‘We don’t plagiarise’
SCHOOLFIELD, St Elizabeth — Prime Minister Andrew Holness has hit back at members of the Opposition for their recent comments that the Government should be giving the former credit for plans to develop a rent-to-own agreement for housing.
Opposition Senator Peter Bunting last Sunday, while addressing the People’s National Party’s (PNP) Mandeville Divisional Conference at Manchester High School, said the Government was “bankrupt” of ideas.
“Things that they were cussing PNP for proposing in the last election, they are now on the quiet announcing it as if it is their idea. At a minimum it is intellectual dishonesty,” he said.
Opposition Leader Mark Golding and Opposition Senator Damion Crawford had also criticised the Government for not crediting the PNP.
However, Holness said he found it very “curious” that there would be an attempt to claim credit.

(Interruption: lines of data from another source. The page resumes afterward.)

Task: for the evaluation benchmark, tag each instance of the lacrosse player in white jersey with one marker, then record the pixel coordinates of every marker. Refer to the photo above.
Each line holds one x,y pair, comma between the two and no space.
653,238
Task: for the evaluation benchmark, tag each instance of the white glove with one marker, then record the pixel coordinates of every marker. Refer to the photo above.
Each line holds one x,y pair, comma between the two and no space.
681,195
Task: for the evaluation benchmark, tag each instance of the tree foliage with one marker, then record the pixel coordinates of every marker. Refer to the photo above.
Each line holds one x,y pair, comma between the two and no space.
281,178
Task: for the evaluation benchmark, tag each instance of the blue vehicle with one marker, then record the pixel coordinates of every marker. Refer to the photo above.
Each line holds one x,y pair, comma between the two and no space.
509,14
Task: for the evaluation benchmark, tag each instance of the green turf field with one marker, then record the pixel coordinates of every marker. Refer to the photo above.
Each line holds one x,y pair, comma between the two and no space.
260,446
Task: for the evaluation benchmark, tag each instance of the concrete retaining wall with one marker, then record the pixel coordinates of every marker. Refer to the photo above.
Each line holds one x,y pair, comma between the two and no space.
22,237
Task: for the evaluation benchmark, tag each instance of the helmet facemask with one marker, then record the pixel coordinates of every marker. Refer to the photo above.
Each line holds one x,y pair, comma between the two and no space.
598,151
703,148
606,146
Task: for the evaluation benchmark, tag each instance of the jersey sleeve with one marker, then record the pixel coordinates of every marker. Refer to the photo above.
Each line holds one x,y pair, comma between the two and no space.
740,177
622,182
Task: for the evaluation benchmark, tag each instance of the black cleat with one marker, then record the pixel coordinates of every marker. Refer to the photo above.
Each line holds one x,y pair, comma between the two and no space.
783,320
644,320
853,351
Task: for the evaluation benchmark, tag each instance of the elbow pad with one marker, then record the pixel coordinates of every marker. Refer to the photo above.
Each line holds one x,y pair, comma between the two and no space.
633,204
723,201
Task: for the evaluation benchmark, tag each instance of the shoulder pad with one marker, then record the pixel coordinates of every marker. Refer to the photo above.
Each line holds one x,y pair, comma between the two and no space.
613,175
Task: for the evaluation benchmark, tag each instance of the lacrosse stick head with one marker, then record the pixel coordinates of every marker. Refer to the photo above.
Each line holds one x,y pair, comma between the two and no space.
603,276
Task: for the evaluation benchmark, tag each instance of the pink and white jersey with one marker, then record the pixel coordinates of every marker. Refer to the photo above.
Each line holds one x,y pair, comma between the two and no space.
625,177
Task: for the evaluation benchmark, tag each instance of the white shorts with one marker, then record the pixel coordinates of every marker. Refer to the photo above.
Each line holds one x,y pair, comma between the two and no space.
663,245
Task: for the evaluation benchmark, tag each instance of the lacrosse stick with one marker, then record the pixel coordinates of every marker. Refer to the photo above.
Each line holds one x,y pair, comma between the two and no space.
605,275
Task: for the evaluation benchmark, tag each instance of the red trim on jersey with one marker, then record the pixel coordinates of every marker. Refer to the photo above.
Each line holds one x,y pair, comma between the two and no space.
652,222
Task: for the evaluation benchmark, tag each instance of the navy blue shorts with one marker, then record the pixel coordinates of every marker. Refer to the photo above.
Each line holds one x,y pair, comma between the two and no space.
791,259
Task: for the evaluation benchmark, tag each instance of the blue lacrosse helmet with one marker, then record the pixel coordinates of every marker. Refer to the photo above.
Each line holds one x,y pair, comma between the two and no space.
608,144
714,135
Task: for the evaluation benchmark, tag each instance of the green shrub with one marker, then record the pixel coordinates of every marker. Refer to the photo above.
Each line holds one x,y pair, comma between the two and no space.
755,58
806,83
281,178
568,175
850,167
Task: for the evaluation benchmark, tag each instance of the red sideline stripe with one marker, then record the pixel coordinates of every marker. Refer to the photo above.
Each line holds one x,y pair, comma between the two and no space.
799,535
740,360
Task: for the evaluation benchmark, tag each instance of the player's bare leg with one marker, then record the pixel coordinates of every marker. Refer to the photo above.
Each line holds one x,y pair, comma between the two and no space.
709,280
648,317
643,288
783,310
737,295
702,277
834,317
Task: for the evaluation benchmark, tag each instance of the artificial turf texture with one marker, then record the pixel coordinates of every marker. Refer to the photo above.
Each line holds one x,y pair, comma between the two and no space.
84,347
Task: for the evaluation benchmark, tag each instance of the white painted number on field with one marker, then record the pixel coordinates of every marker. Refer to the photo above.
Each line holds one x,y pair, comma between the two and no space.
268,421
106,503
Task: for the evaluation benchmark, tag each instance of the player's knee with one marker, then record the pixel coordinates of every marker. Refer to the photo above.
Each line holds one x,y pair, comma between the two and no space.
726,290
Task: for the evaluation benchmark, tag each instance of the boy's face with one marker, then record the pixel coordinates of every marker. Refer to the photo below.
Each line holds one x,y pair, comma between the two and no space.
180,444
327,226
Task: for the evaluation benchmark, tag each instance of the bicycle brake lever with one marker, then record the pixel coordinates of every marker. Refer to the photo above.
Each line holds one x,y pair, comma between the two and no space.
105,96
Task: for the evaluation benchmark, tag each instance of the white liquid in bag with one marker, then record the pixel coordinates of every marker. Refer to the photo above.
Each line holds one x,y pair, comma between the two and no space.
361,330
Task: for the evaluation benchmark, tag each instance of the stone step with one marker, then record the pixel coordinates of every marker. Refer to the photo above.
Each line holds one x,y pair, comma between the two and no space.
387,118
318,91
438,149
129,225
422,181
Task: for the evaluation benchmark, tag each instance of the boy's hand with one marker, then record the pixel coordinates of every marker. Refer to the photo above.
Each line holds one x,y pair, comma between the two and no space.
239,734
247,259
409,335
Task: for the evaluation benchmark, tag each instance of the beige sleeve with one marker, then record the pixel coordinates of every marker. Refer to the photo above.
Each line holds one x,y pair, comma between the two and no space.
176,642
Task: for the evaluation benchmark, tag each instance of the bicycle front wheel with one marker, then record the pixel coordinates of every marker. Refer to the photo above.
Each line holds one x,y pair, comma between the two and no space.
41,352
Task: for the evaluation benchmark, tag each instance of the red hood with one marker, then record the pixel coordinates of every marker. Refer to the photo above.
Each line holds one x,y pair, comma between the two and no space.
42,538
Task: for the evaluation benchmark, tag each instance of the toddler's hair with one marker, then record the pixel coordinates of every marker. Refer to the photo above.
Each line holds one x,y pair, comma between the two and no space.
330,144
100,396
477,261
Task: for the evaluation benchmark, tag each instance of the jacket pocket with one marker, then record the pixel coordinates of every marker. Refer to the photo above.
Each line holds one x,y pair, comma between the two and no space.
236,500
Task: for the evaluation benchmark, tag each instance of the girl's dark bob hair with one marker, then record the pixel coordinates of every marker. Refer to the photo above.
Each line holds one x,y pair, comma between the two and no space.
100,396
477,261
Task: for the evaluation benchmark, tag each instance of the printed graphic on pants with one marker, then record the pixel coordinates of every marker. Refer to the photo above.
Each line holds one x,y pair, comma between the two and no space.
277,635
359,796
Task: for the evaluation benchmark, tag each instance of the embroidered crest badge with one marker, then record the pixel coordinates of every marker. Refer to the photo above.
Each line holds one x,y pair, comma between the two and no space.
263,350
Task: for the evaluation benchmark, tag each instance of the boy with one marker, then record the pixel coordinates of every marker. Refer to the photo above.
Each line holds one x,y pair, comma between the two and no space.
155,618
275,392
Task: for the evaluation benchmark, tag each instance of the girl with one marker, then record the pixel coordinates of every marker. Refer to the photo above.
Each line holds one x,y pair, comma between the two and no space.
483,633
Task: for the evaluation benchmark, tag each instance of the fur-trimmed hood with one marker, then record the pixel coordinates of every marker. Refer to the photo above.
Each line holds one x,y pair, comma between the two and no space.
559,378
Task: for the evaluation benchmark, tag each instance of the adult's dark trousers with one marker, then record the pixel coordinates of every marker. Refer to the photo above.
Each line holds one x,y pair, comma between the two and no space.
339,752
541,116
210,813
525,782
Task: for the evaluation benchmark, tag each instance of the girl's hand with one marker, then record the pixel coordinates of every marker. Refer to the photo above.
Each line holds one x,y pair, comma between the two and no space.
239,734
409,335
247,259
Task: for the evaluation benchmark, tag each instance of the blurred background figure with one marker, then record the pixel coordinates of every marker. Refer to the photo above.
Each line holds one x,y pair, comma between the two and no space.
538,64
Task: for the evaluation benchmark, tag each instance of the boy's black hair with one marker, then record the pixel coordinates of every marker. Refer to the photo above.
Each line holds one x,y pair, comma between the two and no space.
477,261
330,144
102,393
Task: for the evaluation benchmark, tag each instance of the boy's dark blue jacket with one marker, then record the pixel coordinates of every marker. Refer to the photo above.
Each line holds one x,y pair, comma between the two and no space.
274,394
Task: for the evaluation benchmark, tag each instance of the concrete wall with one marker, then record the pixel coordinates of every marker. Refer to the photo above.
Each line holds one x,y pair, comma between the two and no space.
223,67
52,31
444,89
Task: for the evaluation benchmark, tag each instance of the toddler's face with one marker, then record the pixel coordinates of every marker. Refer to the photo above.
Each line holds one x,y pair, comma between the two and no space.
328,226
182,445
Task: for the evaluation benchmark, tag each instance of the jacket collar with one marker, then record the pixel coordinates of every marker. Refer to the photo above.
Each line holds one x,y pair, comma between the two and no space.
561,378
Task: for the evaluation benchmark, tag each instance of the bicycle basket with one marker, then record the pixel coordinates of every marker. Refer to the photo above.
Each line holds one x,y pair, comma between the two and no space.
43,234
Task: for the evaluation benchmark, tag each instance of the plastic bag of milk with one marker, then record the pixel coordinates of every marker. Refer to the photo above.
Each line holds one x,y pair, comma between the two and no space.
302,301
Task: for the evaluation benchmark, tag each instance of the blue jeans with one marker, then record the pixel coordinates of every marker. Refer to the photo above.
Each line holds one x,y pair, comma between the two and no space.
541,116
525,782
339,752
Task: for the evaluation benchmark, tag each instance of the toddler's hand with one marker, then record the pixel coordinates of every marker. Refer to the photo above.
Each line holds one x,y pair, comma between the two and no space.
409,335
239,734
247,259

“I just want it to be clear [that] there are very few things that are new under the sun. The brain is not all in one head meaning that it is the collective wisdom through which ideas are generated,” he said while addressing the handing over of a house under the social housing programme in Schoolfield (south of Santa Cruz) in St Elizabeth on Friday.
He pointed to a study done by the Caribbean Policy Research Institute in 2016 which outlined what the Government needs to do to increase access to housing.
“… Which includes looking at rent-to-own and rental facilities and rental solutions. We incorporated those in our strategy. We did not make it a manifesto commitment of such,” he said.
A similar idea was pitched by the PNP in its 2020 election manifesto.
Holness added that over time as the Government looks at its resources, it will allow for other ideas to come to fruition.
“I don’t believe that there should be any contention over whose idea it was. Clearly, we don’t plagiarise, so if an original thought was expressed then I would be the first to attribute the origin. But it was not an original thought,” he chuckled.
“Indeed it was something that we have always contemplated and in the formation of the social housing programme, which predated the 2020 election when such a point was made, it was always the intention to roll out these solutions. We are getting closer to doing it now,” he added.
He said the Government is working on three housing modalities, while working on others.
“So if the political opposition wants to join us that’s fine, if they want to claim paternity that’s fine. What is important is who is getting the job done,” he said.
“So there are a lot of people talking, making promises, but what you have to think about [is] who gets the job done,” he added.
He said the focus should be on the delivering of houses.
“Some people will come to you with sweet mouth. Some people will come to you with goat mouth. Some people will come and talk all kind of things, right, but what you have to do is to figure out who will come and deliver the house,” he said.
He said public-private partnerships are being developed for the housing sector.
“The next time you see me I will be able to announce some public-private partnerships in this area, which will increase the number of housing units that we will be able to provide in terms of the social housing component,” he said.